1. Holy Apostle James, the Brother of God (Adelphotheos) was the son of Righteous Joseph the Betrothed of the Most Holy Theotokos (December 26). From his early years James was a Nazarene, a man especially dedicated to God.
The Nazarenes vowed to preserve their virginity, to abstain from wine, to refrain from eating meat, and not to cut their hair. The vow of the Nazarenes symbolized a life of holiness and purity, commanded formerly by the Lord for all Israel.
When the Savior began to teach the nation about the Kingdom of God, Saint James believed in Christ and became His apostle. He was chosen as the first Bishop of Jerusalem.

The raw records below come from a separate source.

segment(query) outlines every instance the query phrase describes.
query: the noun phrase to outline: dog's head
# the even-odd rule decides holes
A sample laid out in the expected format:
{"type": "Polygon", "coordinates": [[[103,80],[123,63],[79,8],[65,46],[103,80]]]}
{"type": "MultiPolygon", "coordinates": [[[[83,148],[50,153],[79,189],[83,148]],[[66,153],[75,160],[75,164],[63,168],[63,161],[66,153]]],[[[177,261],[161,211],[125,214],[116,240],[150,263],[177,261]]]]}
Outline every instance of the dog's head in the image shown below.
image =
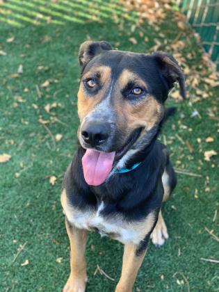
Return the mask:
{"type": "Polygon", "coordinates": [[[79,58],[78,136],[87,149],[84,176],[88,184],[99,185],[113,163],[145,147],[157,131],[175,81],[185,97],[184,77],[167,53],[117,51],[106,42],[83,42],[79,58]]]}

Saint James presided over the Council of Jerusalem and his word was decisive (Acts 15). In his thirty years as bishop, Saint James converted many of the Jews to Christianity. Annoyed by this, the Pharisees and the Scribes plotted together to kill Saint James.
They led the saint up on the pinnacle of the Jerusalem Temple and asked what he thought of Jesus. The holy Apostle began to bear witness that Christ is the Messiah, which was not the response the Pharisees were expecting. Greatly angered, the Jewish teachers threw him off the roof.

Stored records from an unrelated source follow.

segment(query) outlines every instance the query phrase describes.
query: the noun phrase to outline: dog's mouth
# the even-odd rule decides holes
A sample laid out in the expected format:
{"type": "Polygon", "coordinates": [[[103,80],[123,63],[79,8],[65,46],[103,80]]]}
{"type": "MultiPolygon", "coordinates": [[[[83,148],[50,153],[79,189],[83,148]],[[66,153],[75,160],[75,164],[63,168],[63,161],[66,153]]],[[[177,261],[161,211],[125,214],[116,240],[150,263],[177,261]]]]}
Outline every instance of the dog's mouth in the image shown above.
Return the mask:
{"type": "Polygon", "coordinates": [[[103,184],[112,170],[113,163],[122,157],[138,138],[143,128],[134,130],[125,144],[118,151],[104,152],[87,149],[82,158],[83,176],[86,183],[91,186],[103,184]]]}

The saint did not die immediately, but gathering his final strength, he prayed to the Lord for his enemies while they were stoning him. Saint James’ martyrdom occurred about 63 A.D.
The holy Apostle James composed a Divine Liturgy, which formed the basis of the Liturgies of Saints Basil the Great and John Chrysostom. The Church has preserved an Epistle of Saint James, one of the books of the New Testament.

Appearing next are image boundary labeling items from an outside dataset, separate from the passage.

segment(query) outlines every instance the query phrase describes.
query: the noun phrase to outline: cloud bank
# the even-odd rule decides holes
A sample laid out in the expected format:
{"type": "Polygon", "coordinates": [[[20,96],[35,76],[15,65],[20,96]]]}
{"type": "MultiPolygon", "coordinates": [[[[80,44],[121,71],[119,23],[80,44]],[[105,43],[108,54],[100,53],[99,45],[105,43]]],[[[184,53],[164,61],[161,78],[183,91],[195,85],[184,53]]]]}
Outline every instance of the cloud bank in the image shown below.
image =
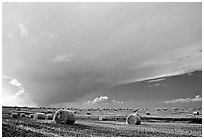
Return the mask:
{"type": "Polygon", "coordinates": [[[28,34],[28,30],[26,29],[26,27],[23,24],[19,24],[19,29],[20,29],[20,36],[23,38],[25,37],[26,39],[28,39],[29,34],[28,34]]]}
{"type": "Polygon", "coordinates": [[[165,101],[165,103],[186,103],[186,102],[198,102],[198,101],[202,101],[202,98],[200,97],[200,95],[197,95],[195,98],[179,98],[179,99],[172,99],[172,100],[168,100],[165,101]]]}
{"type": "Polygon", "coordinates": [[[88,100],[87,104],[101,103],[107,99],[108,99],[107,96],[99,96],[99,97],[96,97],[94,100],[88,100]]]}

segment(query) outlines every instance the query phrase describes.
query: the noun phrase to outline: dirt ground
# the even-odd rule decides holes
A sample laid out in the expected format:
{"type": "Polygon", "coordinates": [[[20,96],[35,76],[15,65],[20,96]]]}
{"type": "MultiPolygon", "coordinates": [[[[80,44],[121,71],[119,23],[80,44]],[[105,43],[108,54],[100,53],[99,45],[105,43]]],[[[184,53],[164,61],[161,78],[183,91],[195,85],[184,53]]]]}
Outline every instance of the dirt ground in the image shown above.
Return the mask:
{"type": "Polygon", "coordinates": [[[142,122],[127,125],[118,121],[77,120],[59,125],[52,120],[4,118],[3,137],[201,137],[202,125],[142,122]]]}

In 1853, Patriarch Hierotheus of Alexandria sent to Moscow a portion of the relics of Saint James. The Church distinguishes between the holy Apostle James the Brother of God, and Saint James the son of Zebedee (April 30) and Saint James the son of Alphaeus (October 9).
2. One day, the cave where holy ascetic Makarios lived was found by three monks from the Monastery of Saint Asclepius in Mesopotamia. Sergius, Hyginos and Theophilos had left the monastery in order to wander through the world, seeking a sign from God which would be beneficial for their salvation.
Suddenly, as they approached the cave, they noticed a marvelous fragrance issuing forth from it. Then they saw an old man walking toward them, covered only by his hair and a beard which reached his knees.
He threw himself to the ground and remained there for several minutes, until he was sure the three strangers were not really demons. When he was satisfied that he was not experiencing some sort of delusion, he invited them into his cave. The oldest monk asked him to relate his story, which he did.
Saint Makarios told them that he was born in Rome and was the son of a wealthy Senator named John. When he was old enough to be married, his parents betrothed him against his will.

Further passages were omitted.